Finding CollectionID

ymahmoud · April 11, 2024, 5:38pm

Hello FCC community,

I am trying to figure out what is the collection of references for each object means since for example Jets and MET have six references while others like muons have just one reference. It is written in the EDM4HEP explanation here FCCAnalyses/examples/basics at basicexamples · HEP-FCC/FCCAnalyses · GitHub
that I should know that from the collectionID and find what collection it points to from this list Electron (1), Muon (2), AllMuon (3), EFlowNeutralHadron (4), Particle (5), Photon (6), ReconstructedParticles (7), EFlowPhoton (8), MCRecoAssociations (9), MissingET (10), ParticleIDs (11), Jet (12), EFlowTrack (13), EFlowTrack_1 (14)

It says that for example collectionID for muon#0 is number 7 so it belongs to the reconstructed particle collection. But When I opened one of the files, I found the muon#0 collectionID to be 15 which is not present the list.

Does anyone know how to this works?

jsmiesko · April 12, 2024, 7:32am

Hi @ymahmoud,

there are two types of collections here. One is regular collection of type edm4hep::ReconstructedParticleCollection (this is “Jets”, “MissingET” and “ReconstructedParticles” collections) and the other type is a subset collection which also appears as edm4hep::ReconstructedParticleCollection. In this case “Muon” collection is subset collection of “ReconstructedParticles” collection.

The subset collection needs to refer only to the original collection, so there is only one reference.
The ordinary edm4hep::ReconstructedParticleCollection can refer to other types of collections (six in total). You can find the list of those collections here under “OneToOneRelations” and “OneToManyRelations”

Be aware, that there are few file level differences between spring2021, winter2023 and current productions as EDM4hep/Podio is evolving.

Best,
Juraj

ymahmoud · April 12, 2024, 1:20pm

Thank you @jsmiesko. I have read the yaml file but it doesn’t contain information on the jet collection. Are jet information stored in Reconstructed particles collection too?

Best
yehia

jsmiesko · April 12, 2024, 2:21pm

Hi @ymahmoud,

The “Jet” object collection is of type edm4hep::ReconstructedParticleCollection and it is separate collection from “ReconstructedParticles”. It is not subset collection.

Best,
Juraj

ymahmoud · April 13, 2024, 12:35pm

Thank you @jsmiesko and sorry for asking too many questions since I am new to FCC.

For the jet collection, how can I know which clustering algorithm was used to obtain this jet collection?

Also, are the particles that were used for the jet clustering also stored in ReconstructedParticles ?

Best
Yehia

jsmiesko · April 16, 2024, 6:52pm

Hi @ymahmoud,

there are no metadata like this in the pre-generated samples (spring2021, winter2023) you will probably need to find this information in the appropriate Delphes card. For the pre-generated samples they are hosted here (notice different branches for different campaigns). @selvaggi will probably know more details.

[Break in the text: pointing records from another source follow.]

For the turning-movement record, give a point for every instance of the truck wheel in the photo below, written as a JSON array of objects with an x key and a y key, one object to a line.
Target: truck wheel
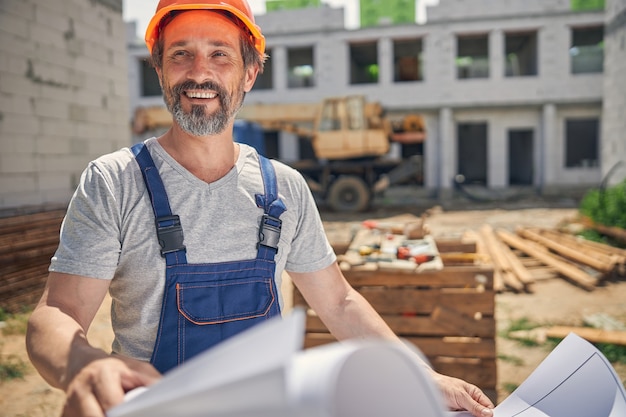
[{"x": 348, "y": 194}]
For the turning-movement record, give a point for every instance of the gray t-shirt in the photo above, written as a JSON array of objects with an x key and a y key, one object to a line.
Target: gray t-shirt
[{"x": 109, "y": 231}]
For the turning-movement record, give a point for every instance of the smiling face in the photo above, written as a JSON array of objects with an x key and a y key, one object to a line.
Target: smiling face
[{"x": 203, "y": 76}]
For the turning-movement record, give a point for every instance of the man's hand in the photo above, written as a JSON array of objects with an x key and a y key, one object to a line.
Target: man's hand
[
  {"x": 102, "y": 384},
  {"x": 461, "y": 395}
]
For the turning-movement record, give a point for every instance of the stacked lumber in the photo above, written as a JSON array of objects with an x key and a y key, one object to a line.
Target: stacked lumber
[
  {"x": 521, "y": 257},
  {"x": 27, "y": 242},
  {"x": 445, "y": 307}
]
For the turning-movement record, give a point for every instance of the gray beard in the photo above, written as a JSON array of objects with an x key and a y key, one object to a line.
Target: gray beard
[{"x": 197, "y": 123}]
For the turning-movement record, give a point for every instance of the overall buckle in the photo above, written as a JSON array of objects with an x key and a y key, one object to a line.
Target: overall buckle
[
  {"x": 170, "y": 234},
  {"x": 269, "y": 231}
]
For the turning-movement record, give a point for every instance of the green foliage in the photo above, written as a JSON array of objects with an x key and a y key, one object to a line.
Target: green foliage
[
  {"x": 15, "y": 324},
  {"x": 11, "y": 367},
  {"x": 509, "y": 387},
  {"x": 607, "y": 207},
  {"x": 614, "y": 353},
  {"x": 580, "y": 5},
  {"x": 515, "y": 360}
]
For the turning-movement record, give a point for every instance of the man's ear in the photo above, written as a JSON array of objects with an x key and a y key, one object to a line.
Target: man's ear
[
  {"x": 250, "y": 77},
  {"x": 159, "y": 72}
]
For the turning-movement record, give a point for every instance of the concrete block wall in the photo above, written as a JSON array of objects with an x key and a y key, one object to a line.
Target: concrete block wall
[
  {"x": 613, "y": 150},
  {"x": 63, "y": 95}
]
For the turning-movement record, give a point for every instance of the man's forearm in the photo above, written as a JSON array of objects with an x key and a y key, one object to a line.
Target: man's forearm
[{"x": 52, "y": 339}]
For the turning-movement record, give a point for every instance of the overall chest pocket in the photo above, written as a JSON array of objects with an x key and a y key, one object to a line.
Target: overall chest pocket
[{"x": 217, "y": 302}]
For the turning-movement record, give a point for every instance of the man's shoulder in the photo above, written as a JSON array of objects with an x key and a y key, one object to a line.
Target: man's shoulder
[{"x": 117, "y": 161}]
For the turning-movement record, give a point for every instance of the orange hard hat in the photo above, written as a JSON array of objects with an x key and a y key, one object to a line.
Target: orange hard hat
[{"x": 239, "y": 8}]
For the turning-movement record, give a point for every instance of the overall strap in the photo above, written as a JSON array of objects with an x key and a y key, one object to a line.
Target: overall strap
[
  {"x": 273, "y": 207},
  {"x": 168, "y": 227}
]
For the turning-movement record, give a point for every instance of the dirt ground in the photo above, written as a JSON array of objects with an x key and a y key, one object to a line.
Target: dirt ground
[{"x": 553, "y": 302}]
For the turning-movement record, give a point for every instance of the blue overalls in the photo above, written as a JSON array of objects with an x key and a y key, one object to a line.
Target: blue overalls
[{"x": 206, "y": 303}]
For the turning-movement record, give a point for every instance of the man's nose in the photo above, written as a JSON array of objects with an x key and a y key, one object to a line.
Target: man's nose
[{"x": 201, "y": 70}]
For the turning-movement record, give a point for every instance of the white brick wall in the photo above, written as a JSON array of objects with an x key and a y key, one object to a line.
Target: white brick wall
[
  {"x": 614, "y": 108},
  {"x": 63, "y": 95}
]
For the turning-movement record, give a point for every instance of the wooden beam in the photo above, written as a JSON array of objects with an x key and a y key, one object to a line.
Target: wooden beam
[
  {"x": 602, "y": 264},
  {"x": 569, "y": 271}
]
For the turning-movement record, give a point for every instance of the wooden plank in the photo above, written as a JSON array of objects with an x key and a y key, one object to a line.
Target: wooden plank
[
  {"x": 461, "y": 276},
  {"x": 482, "y": 373},
  {"x": 458, "y": 324},
  {"x": 462, "y": 347},
  {"x": 500, "y": 261},
  {"x": 600, "y": 247},
  {"x": 615, "y": 337},
  {"x": 421, "y": 301},
  {"x": 572, "y": 273},
  {"x": 598, "y": 262},
  {"x": 455, "y": 245},
  {"x": 615, "y": 232},
  {"x": 6, "y": 223},
  {"x": 405, "y": 326}
]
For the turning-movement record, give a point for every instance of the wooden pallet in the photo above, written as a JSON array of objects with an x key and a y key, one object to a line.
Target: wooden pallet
[
  {"x": 27, "y": 242},
  {"x": 448, "y": 314}
]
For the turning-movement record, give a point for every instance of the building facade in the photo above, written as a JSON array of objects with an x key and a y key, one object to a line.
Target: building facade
[
  {"x": 63, "y": 95},
  {"x": 511, "y": 92}
]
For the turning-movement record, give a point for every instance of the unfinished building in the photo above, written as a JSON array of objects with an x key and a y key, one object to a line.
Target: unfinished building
[{"x": 511, "y": 93}]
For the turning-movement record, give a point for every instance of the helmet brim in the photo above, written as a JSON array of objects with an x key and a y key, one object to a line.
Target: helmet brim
[{"x": 152, "y": 32}]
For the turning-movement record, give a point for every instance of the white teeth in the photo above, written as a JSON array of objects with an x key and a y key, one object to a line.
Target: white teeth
[{"x": 200, "y": 94}]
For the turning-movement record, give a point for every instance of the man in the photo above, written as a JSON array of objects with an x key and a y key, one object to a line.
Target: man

I checked winter2023 campaign and the objects from the “Jet” collection point to the particles from the “ReconstructedParticles” collection.

Best,
Juraj

jaeyserm · April 17, 2024, 3:10pm

Hi @ymahmoud

In general we do not recommend using the default jet and MET definitions in the samples. These are produced in the default sequences in Delphes and are configured for exclusive jet clustering for 2 jets, using the ee-durham kT algorithm. For MET, it is the missing transverse momentum (used at hadron colliders), whereas at lepton colliders we have access to the full missing energy vector.

The recommendation is that each analysis should perform jet clustering on the fly in FCCAnaysis. A snippet to do the jet clustering can be found here (I will move this example soon to the main FCCAnalyses repository):

github.com

jeyserma/FCCAnalyzer/blob/main/analyses/ewk_z/jetclustering.py#L45-L68


      
          # cluster all reconstructed particles
          df = df.Define("RP_px", "FCCAnalyses::ReconstructedParticle::get_px(ReconstructedParticles)")
          df = df.Define("RP_py", "FCCAnalyses::ReconstructedParticle::get_py(ReconstructedParticles)")
          df = df.Define("RP_pz", "FCCAnalyses::ReconstructedParticle::get_pz(ReconstructedParticles)")
          df = df.Define("RP_e",  "FCCAnalyses::ReconstructedParticle::get_e(ReconstructedParticles)")
          df = df.Define("RP_m",  "FCCAnalyses::ReconstructedParticle::get_mass(ReconstructedParticles)")
          df = df.Define("RP_q",  "FCCAnalyses::ReconstructedParticle::get_charge(ReconstructedParticles)")
          df = df.Define("RP_no",  "FCCAnalyses::ReconstructedParticle::get_n(ReconstructedParticles)")
          df = df.Define("pseudo_jets", "FCCAnalyses::JetClusteringUtils::set_pseudoJets(RP_px, RP_py, RP_pz, RP_e)")
          
          
          # more info: https://indico.cern.ch/event/1173562/contributions/4929025/attachments/2470068/4237859/2022-06-FCC-jets.pdf
          # https://github.com/HEP-FCC/FCCAnalyses/blob/master/addons/FastJet/src/JetClustering.cc
          df = df.Define("clustered_jets", "JetClustering::clustering_ee_kt(2, 4, 0, 10)(pseudo_jets)") # 4-jet clustering
          
          
          df = df.Define("jets", "FCCAnalyses::JetClusteringUtils::get_pseudoJets(clustered_jets)")
          df = df.Define("jetconstituents", "FCCAnalyses::JetClusteringUtils::get_constituents(clustered_jets)") # one-to-one mapping to reconstructedparticles
          df = df.Define("jets_e", "FCCAnalyses::JetClusteringUtils::get_e(jets)")
          df = df.Define("jets_px", "FCCAnalyses::JetClusteringUtils::get_px(jets)")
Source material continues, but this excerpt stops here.